Let’s Talk Doc
Standards-aware patient communication, built as a team
A healthcare interoperability project recognized by the Global HL7 AI Challenge for Transformative Impact in Healthcare.
In this case study
Team recipient of the 2025 Global HL7 AI Challenge recognition for Let’s Talk Doc.
Context and stakes
Clinical information is often technically available but difficult for patients to act on. The team explored a standards-aware communication workflow that could translate structured care context into a clearer post-visit experience.
The portfolio keeps the claim narrow: Let’s Talk Doc is the recognized project. The separate HEDIS/HL7 repository is not presented as the award winner.
Team and my role
HL7’s official recipient list names Shailesh Dudala, William Laolagi, and Diane Nguyen among the 2025 AI Challenge award recipients, while public team posts connect them to Let’s Talk Doc. Shailesh’s latest résumé states that he built an AI video-avatar application for multilingual post-visit follow-ups and smart intake using EHR-integrated FHIR/HL7 workflows.
Because the official project narrative does not isolate component ownership, that contribution remains labeled résumé-supported and is not presented as sole authorship.
System at a glance
The public-safe architecture centers on a FHIR-aware context boundary, a patient-friendly transformation layer, language and safety checks, and an explicit human touchpoint. The synthetic contract demonstrates the standard, not a production patient record.
Key decisions
Standards alignment matters because a useful experience has to connect to real clinical context without inventing a parallel data model. Patient-friendly output also needs uncertainty and escalation paths; fluent text is not the same as safe communication.
Validation and safety boundary
A credible evaluation would separate factual consistency, reading level, language quality, clinical completeness, and escalation behavior. The current public evidence does not support a claim of clinical deployment or patient outcome impact, so none is made.
Outcome and evidence
The verified portfolio claim is team recognition: Global HL7 AI Challenge — Transformative Impact in Healthcare Award (2025), for Let’s Talk Doc. HL7’s official winners page ties the award to the project, and HL7’s official recipient list names Shailesh Dudala.
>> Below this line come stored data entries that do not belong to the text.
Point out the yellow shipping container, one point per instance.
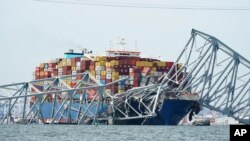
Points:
(108, 64)
(138, 63)
(150, 64)
(114, 62)
(59, 65)
(100, 63)
(114, 78)
(154, 69)
(121, 91)
(161, 64)
(41, 73)
(179, 66)
(115, 74)
(100, 58)
(68, 63)
(42, 65)
(92, 73)
(103, 73)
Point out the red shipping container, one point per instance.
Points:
(103, 77)
(37, 77)
(38, 69)
(169, 64)
(69, 72)
(47, 74)
(108, 81)
(52, 65)
(79, 77)
(65, 68)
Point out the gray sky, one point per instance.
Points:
(32, 32)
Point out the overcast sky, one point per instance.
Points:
(32, 32)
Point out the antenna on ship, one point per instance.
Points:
(121, 42)
(135, 45)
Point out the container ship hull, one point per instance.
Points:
(116, 65)
(170, 113)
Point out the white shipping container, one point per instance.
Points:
(131, 82)
(98, 77)
(109, 71)
(108, 91)
(131, 70)
(98, 68)
(74, 72)
(78, 64)
(98, 72)
(131, 78)
(60, 70)
(108, 76)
His specific implementation contribution remains résumé-supported.
What I would improve next
I would publish an approved contribution map, demonstration media, and a compact evaluation card once those materials are confirmed for public use.
Evidence and limitations
Official award source
HL7 confirms Let’s Talk Doc and the Transformative Impact in Healthcare award.
Open source ↗Official recipient list
HL7 News names Shailesh Dudala among the 2025 AI Challenge award recipients.
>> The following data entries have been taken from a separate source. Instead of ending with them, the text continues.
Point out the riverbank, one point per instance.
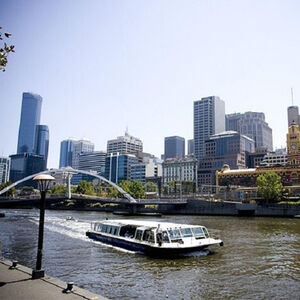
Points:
(16, 283)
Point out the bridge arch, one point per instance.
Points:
(70, 170)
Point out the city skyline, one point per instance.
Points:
(151, 71)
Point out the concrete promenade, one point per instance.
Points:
(17, 284)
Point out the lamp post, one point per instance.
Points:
(43, 185)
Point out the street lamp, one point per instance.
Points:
(43, 185)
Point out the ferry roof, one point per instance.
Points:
(151, 224)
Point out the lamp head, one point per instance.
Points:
(43, 181)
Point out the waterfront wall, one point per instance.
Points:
(188, 207)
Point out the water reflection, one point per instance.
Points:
(260, 258)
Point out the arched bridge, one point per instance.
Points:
(69, 171)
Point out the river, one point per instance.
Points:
(260, 258)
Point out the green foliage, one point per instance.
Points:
(112, 192)
(9, 193)
(26, 190)
(85, 187)
(134, 188)
(269, 186)
(4, 50)
(59, 189)
(150, 186)
(290, 202)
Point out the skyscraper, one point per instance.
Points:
(124, 144)
(209, 119)
(174, 147)
(71, 149)
(293, 116)
(253, 125)
(30, 117)
(191, 147)
(4, 169)
(66, 151)
(42, 142)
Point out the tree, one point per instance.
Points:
(269, 186)
(5, 50)
(59, 189)
(150, 186)
(9, 193)
(134, 188)
(85, 187)
(137, 190)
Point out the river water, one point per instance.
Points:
(260, 258)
Open source ↗Team project context
Public team posts connect Shailesh, William Laolagi, and Diane Nguyen to Let’s Talk Doc.
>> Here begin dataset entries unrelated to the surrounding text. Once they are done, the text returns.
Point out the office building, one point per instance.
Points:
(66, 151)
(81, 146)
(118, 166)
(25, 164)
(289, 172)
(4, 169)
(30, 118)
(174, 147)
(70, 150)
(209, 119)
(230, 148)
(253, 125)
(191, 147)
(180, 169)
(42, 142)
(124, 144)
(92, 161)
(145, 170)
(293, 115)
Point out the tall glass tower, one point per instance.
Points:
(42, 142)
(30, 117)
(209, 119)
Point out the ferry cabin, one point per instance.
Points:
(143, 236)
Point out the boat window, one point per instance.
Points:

Open source ↗Individual contribution
Video-avatar and multilingual post-visit/smart-intake contribution is stated in the latest résumé; official sources do not isolate component ownership.
Limitations
- Individual contribution is résumé-supported, not isolated by the official project narrative.
- No clinical deployment or patient-outcome claim is made.
- The HEDIS public repository is classified separately.
Only team-level, public-safe project framing is shown. No patient information or unverified individual contribution is claimed.